The blueprint lays out clear steps, such as creating mission statements, organizational charts, and job descriptions. But hospitals, like any organization or business, need leadership to accomplish change. Bradley says, "For us, the hospital CEO implements the plan — but in Ethiopia, the role of CEO did not exist in hospitals, so there were limited management and leadership capacities inside the hospital." As part of the blueprint, there are new financial structures, even in some cases, global budgets that hospitals have greater control over. "It is a real change for them to really be thinking managerially at the hospital level — and entrepreneurially — 'How can we use our resources more efficiently?' It's a different mindset."

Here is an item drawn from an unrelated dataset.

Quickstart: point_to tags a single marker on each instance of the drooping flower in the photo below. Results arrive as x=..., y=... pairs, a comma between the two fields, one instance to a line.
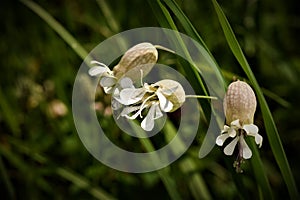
x=163, y=96
x=239, y=107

"Medical directors are not businesspeople; they're doctors and nurses," she adds. "And then there's an administrator who's the bookkeeper. So there was limited strategy in management."
This year Yale and Jimma University in Ethiopia have partnered to establish a master's in hospital administration program. The two-year, executive-style program will support the new CEOs at about 30 selected hospitals.
Sosena Kebede, a physician who holds faculty appointments at Yale and Jimma University, is directing the program. "This program will provide a much needed focus on healthcare/hospital management that has never existed before," Kebede says. "If we do our jobs well on this program, we will create motivated and empowered leaders whose sole job description will be to attend to and drastically transform the sad state of affairs our hospitals are found in currently."
Even with the blueprint and training for the new CEOs, hospitals must find ways to make the project their own, according to Temitayo Ifafore YC '03, one of the regional directors of the EHMI. "While some hospitals were able to make significant progress with little intervention, most needed time to digest the content of the changes we were suggesting. Those who were given the time to critique, dismantle, and reassemble the management concepts to fit their local circumstances became the greatest supporters of the initiative." This has given Ifafore a sense of how difficult the process will be. "In every country a comprehensive healthcare system takes decades to develop. Therefore patience is key."
Bradley points to measureable gains after EHMI's first year, but says she remains aware of ongoing and upcoming challenges. "We tracked 100 management structures that we had identified as central to good hospital management — if you have these, you're doing well. On 40 of them, we actually had substantial improvement; 60 of them were, 'Well, we've still got work to do.' But we didn't slide back on many, even as we moved forward on 40 of them.
"The goal of the minister of health is over five years to get every hospital in the country to have a CEO and have come up to standard with the blueprint. We'll see if we can help them achieve that goal."